Occupy – where next?

Police in London this week closed the Occupy London camp at St Paul’s Cathedral. Occupy London, the group which organised the camp outside London’s famous cathedral, said it had been campaigning against corporate greed. In Spain I have witnessed similar camps, the 15-M movement in Madrid, and similar camps that were set up in Santiago de Compostela and Barcelona, amongst others. Other cities around the world have been inspired by events in Madrid and have also seen camps spring up, be declared illegal, closed down, spring up again, but never really go away.

And now we wait. When will the occupy groups move again? It is a line drawn between two sides. On the one side are the bankers who have grown rich, and as most people in their situations would do, want to protect their wealth, and if possible, see it grow. On the other side are those who claim to have been affected by the growing gap between rich and poor, and what many perceive as undeserved and unfair golden bonuses paid to the bosses of banks that in many cases have needed multi-million pound bailouts from Governments. In the middle, as always, are the middle classes, who it seems are always punished by higher taxes, because governments know that they will not take to the streets like the working classes, and do not posses the political power that the upper classes have. The middle classes are those that are not represented by the protesters because they have a job, neither do they back the banks or the politicians who they say always punish them.

As unemployment rises, as the economy continues to crack more than an antarctic ice shelf, and as neither of the two principal sides appears ready to back down, it appears a case of not if, but where and when the next occupy camp will spring up? And as more people lose their job, and as the middle classes become increasingly resentful of higher taxes, which side will they take?
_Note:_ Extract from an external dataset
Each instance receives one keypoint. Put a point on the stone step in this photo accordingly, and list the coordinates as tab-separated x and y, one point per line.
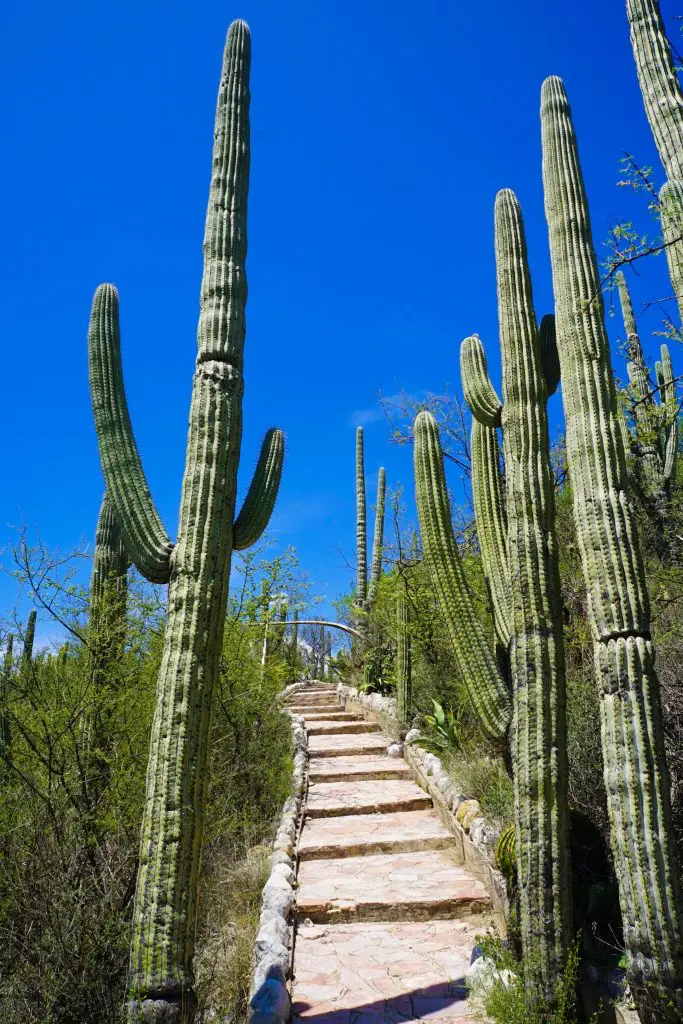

Banking bosses may wish to look back to the first quarter of the twentieth century and the number of established royal houses that collapsed, if they believe that they are too big to crumble.
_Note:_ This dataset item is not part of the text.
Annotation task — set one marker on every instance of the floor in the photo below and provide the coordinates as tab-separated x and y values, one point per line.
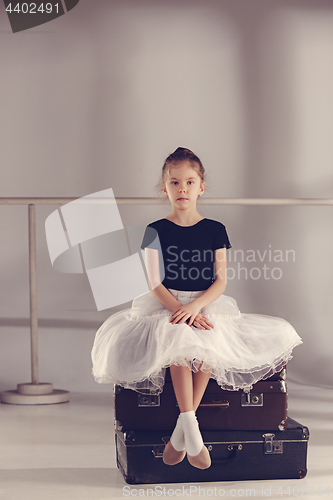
66	452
London’s Mayor Boris Johnson said that the businesses in the area could flourish without the Occupy London group camped outside St Paul’s. They will no doubt flourish, now that the camp has gone. The campers however remain without a job, and with little hope, along with the millions of unemployed across Europe and the USA. But with a voice that may grow in size, strength and power unless it is listened to, the occupy groups may become much more than just a nuisance to local businesses.